Sin embargo, darse cuenta de que algo de pecado permanece en nosotros hasta la gloria es de vital importancia. Es ese aspecto de nosotros mismos el que nos ayuda a correr hacia las fuentes de la gracia y sentirnos tan refrescados por ellas, conociendo la profundidad de la inmundicia que necesita limpieza. Nos recuerda que nosotros también tenemos una gran necesidad de la misericordia de Dios. Por lo tanto, el perdón debe ser algo que nos apresuremos a dar a los demás (Efesios 4:32). Sin ver nuestros propios pies de barro, el pecado de los demás parece ante todo una ofensa contra nosotros y no contra Dios.
Nos frustramos, confundimos y nos lastimamos con demasiada facilidad por las deficiencias de los demás. Sin embargo, así como algunos cristianos idolatran su sentido de santidad, algunos idolatran su pecaminosidad.
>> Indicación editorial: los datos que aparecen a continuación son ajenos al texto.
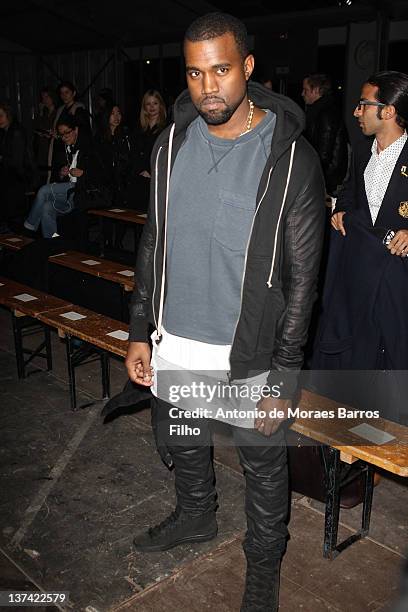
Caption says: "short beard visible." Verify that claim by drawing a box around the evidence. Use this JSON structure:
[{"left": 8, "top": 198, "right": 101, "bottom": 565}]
[
  {"left": 196, "top": 91, "right": 247, "bottom": 125},
  {"left": 197, "top": 106, "right": 236, "bottom": 125}
]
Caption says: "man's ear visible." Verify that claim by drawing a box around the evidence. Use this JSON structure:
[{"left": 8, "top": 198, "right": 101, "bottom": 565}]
[
  {"left": 244, "top": 55, "right": 255, "bottom": 81},
  {"left": 382, "top": 104, "right": 397, "bottom": 119}
]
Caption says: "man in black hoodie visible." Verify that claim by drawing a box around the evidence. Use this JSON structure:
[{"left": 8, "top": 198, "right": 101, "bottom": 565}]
[
  {"left": 126, "top": 13, "right": 324, "bottom": 612},
  {"left": 302, "top": 74, "right": 348, "bottom": 197},
  {"left": 24, "top": 115, "right": 105, "bottom": 238}
]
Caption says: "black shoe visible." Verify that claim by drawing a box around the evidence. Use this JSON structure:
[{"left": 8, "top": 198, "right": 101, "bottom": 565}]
[
  {"left": 133, "top": 508, "right": 218, "bottom": 552},
  {"left": 241, "top": 558, "right": 280, "bottom": 612}
]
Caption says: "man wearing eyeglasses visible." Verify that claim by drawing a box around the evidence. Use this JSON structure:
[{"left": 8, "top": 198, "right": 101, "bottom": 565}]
[
  {"left": 314, "top": 71, "right": 408, "bottom": 421},
  {"left": 24, "top": 116, "right": 104, "bottom": 238}
]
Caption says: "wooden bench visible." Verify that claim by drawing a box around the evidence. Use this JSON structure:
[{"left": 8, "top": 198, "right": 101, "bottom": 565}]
[
  {"left": 291, "top": 390, "right": 408, "bottom": 559},
  {"left": 0, "top": 277, "right": 128, "bottom": 410},
  {"left": 0, "top": 278, "right": 71, "bottom": 378},
  {"left": 48, "top": 251, "right": 135, "bottom": 320},
  {"left": 0, "top": 234, "right": 33, "bottom": 251},
  {"left": 88, "top": 208, "right": 147, "bottom": 257},
  {"left": 48, "top": 251, "right": 135, "bottom": 292}
]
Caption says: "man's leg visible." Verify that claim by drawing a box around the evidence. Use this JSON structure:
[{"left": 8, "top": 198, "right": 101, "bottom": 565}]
[
  {"left": 24, "top": 183, "right": 73, "bottom": 238},
  {"left": 24, "top": 185, "right": 51, "bottom": 232},
  {"left": 133, "top": 399, "right": 217, "bottom": 552},
  {"left": 234, "top": 427, "right": 288, "bottom": 612}
]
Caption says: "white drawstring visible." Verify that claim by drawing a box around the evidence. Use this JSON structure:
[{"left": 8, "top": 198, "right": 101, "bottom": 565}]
[
  {"left": 267, "top": 140, "right": 296, "bottom": 289},
  {"left": 153, "top": 123, "right": 176, "bottom": 343}
]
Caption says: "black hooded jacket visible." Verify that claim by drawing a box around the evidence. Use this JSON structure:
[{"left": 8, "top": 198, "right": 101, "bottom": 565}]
[
  {"left": 129, "top": 83, "right": 324, "bottom": 397},
  {"left": 305, "top": 94, "right": 348, "bottom": 195}
]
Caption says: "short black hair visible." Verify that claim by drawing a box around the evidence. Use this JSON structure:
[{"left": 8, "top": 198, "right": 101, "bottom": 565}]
[
  {"left": 56, "top": 115, "right": 78, "bottom": 130},
  {"left": 305, "top": 74, "right": 332, "bottom": 96},
  {"left": 366, "top": 70, "right": 408, "bottom": 128},
  {"left": 184, "top": 12, "right": 249, "bottom": 58}
]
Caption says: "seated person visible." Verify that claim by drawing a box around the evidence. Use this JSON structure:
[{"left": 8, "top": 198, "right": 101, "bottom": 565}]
[{"left": 24, "top": 116, "right": 109, "bottom": 238}]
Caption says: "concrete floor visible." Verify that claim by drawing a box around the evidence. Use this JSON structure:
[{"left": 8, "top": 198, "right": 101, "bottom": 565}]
[{"left": 0, "top": 310, "right": 408, "bottom": 612}]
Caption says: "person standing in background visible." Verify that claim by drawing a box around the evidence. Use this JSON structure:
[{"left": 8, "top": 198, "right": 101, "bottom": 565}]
[
  {"left": 126, "top": 89, "right": 167, "bottom": 212},
  {"left": 33, "top": 87, "right": 57, "bottom": 185},
  {"left": 302, "top": 74, "right": 348, "bottom": 197},
  {"left": 0, "top": 103, "right": 34, "bottom": 233},
  {"left": 47, "top": 81, "right": 91, "bottom": 183}
]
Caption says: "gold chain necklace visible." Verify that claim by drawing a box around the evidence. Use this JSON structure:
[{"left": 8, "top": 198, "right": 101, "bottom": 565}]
[{"left": 238, "top": 98, "right": 254, "bottom": 138}]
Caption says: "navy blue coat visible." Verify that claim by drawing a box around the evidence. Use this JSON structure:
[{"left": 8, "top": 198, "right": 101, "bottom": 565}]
[{"left": 312, "top": 137, "right": 408, "bottom": 370}]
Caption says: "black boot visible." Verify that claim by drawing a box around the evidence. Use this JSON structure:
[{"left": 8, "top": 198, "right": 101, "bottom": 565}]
[
  {"left": 133, "top": 446, "right": 217, "bottom": 552},
  {"left": 241, "top": 554, "right": 281, "bottom": 612},
  {"left": 133, "top": 507, "right": 217, "bottom": 552}
]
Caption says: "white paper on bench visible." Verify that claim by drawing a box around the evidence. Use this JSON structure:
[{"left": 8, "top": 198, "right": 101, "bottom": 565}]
[
  {"left": 13, "top": 293, "right": 38, "bottom": 302},
  {"left": 118, "top": 270, "right": 135, "bottom": 276},
  {"left": 60, "top": 310, "right": 86, "bottom": 321},
  {"left": 106, "top": 329, "right": 129, "bottom": 340},
  {"left": 349, "top": 423, "right": 395, "bottom": 444}
]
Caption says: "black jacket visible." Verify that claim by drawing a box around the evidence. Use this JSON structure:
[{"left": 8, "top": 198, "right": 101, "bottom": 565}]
[
  {"left": 305, "top": 95, "right": 348, "bottom": 195},
  {"left": 0, "top": 121, "right": 34, "bottom": 221},
  {"left": 130, "top": 84, "right": 324, "bottom": 397},
  {"left": 94, "top": 127, "right": 130, "bottom": 206},
  {"left": 53, "top": 128, "right": 111, "bottom": 210}
]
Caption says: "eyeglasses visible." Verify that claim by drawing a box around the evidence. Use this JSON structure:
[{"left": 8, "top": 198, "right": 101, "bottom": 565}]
[
  {"left": 356, "top": 100, "right": 387, "bottom": 110},
  {"left": 59, "top": 130, "right": 74, "bottom": 138}
]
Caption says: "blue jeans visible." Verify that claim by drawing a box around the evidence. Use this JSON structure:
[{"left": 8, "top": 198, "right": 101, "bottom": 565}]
[{"left": 24, "top": 183, "right": 74, "bottom": 238}]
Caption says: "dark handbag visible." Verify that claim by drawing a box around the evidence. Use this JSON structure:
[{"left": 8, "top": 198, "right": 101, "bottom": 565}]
[
  {"left": 286, "top": 429, "right": 365, "bottom": 508},
  {"left": 74, "top": 186, "right": 112, "bottom": 211}
]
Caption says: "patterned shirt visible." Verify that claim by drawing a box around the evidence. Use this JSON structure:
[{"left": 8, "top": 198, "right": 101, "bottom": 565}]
[{"left": 364, "top": 132, "right": 407, "bottom": 225}]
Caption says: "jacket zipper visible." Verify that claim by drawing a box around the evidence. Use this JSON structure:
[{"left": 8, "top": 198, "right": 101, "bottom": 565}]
[
  {"left": 152, "top": 146, "right": 163, "bottom": 330},
  {"left": 227, "top": 166, "right": 274, "bottom": 380}
]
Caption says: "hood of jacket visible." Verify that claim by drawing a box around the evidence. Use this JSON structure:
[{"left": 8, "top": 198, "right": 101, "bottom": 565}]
[{"left": 174, "top": 82, "right": 305, "bottom": 163}]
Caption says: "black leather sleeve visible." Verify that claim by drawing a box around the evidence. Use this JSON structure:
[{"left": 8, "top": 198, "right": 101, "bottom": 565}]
[
  {"left": 333, "top": 154, "right": 356, "bottom": 214},
  {"left": 129, "top": 138, "right": 160, "bottom": 342},
  {"left": 272, "top": 150, "right": 325, "bottom": 398}
]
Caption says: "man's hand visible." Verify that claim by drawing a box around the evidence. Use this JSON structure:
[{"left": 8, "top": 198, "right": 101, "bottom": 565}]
[
  {"left": 255, "top": 397, "right": 291, "bottom": 436},
  {"left": 125, "top": 342, "right": 153, "bottom": 387},
  {"left": 387, "top": 230, "right": 408, "bottom": 257},
  {"left": 331, "top": 210, "right": 346, "bottom": 236},
  {"left": 69, "top": 168, "right": 84, "bottom": 178}
]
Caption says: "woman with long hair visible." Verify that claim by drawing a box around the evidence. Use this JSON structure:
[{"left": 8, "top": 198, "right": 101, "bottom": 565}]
[
  {"left": 0, "top": 102, "right": 34, "bottom": 233},
  {"left": 95, "top": 104, "right": 130, "bottom": 206},
  {"left": 126, "top": 89, "right": 167, "bottom": 212},
  {"left": 47, "top": 81, "right": 91, "bottom": 183}
]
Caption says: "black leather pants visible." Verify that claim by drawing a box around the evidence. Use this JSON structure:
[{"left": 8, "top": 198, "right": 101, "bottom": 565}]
[{"left": 152, "top": 400, "right": 288, "bottom": 561}]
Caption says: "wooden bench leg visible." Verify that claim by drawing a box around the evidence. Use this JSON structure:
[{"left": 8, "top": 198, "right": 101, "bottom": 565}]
[
  {"left": 99, "top": 217, "right": 105, "bottom": 257},
  {"left": 323, "top": 447, "right": 340, "bottom": 558},
  {"left": 12, "top": 313, "right": 52, "bottom": 378},
  {"left": 65, "top": 336, "right": 77, "bottom": 410},
  {"left": 44, "top": 327, "right": 52, "bottom": 372},
  {"left": 11, "top": 313, "right": 25, "bottom": 378},
  {"left": 101, "top": 351, "right": 110, "bottom": 399},
  {"left": 323, "top": 447, "right": 374, "bottom": 559},
  {"left": 361, "top": 464, "right": 375, "bottom": 537}
]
Cuando la búsqueda de la piedad personal se etiqueta como “legalismo” o cuando tratar de matar el propio pecado se convierte en sinónimo de futilidad, es muy probable que estemos adorando a los pies de nuestra propia naturaleza pecaminosa.
¿Demasiado sufridor?
No solo somos santos y pecadores, sino que también sufrimos . Incluso Cristo, el Hijo perfecto de Dios, que no conoció pecado (Hebreos 4:15) y, por lo tanto, no merecía nada más que gloria, tuvo que sufrir. Por tanto, los cristianos son también los que sufren. Este es uno de los puntos principales de Pedro en su primera epístola:
Porque a esto habéis sido llamados, porque también Cristo padeció por vosotros, dejándoos ejemplo, para que podáis sigue sus pasos. (1 Pedro 2:21)
El sufrimiento es normativo para la experiencia cristiana, no una rareza. Y no es solo sufrimiento físico o psicológico, sino que nuestras propias almas claman angustiadas, anhelando ser lo que fueron diseñadas para ser en lugar de ser distorsionadas por el pecado (Romanos 8:22–23). Aunque no deseamos sufrir, es este aspecto de nuestra identidad cristiana el que nos permite comprender el verdadero costo del pecado. Conoce íntimamente el dolor de haber pecado contra él y el impacto de pecar contra otros. A través de nuestra propia angustia podemos compadecernos de los demás y ofrecer palabras de consuelo bíblicas tal como Pablo exhorta:
Bendito sea el Dios y Padre de nuestro Señor Jesucristo, Padre de misericordias y Dios de todo consuelo , que nos consuela en toda nuestra aflicción, para que podamos consolar a los que están en cualquier aflicción, con el consuelo con que nosotros mismos somos consolados por Dios. (2 Corintios 1:3–4)
Sin embargo, esta identidad también puede encontrarse en el trono de nuestros afectos. Cuando nuestro sufrimiento se vuelve fuera de los límites, incapaz de soportar el escrutinio de las Escrituras, o cuando se vuelve tan abrumador y único que nadie puede entendernos, existe una buena posibilidad de que nuestro sufrimiento nos haya convertido en sus sirvientes.
Esforzarse por la armonía
A decir verdad, ninguno de nosotros tiene en perfecto estado estos tres aspectos de nuestra identidad cristiana. armonía. Todos tendemos a priorizar uno sobre los demás o negar que uno de ellos exista. Pero debemos esforzarnos por tener una visión bien equilibrada de nuestra identidad en Jesús. Santo, pecador, sufriente: los tres deben tener su voz, los tres deben ser ministrados y los tres deben ministrar a los demás.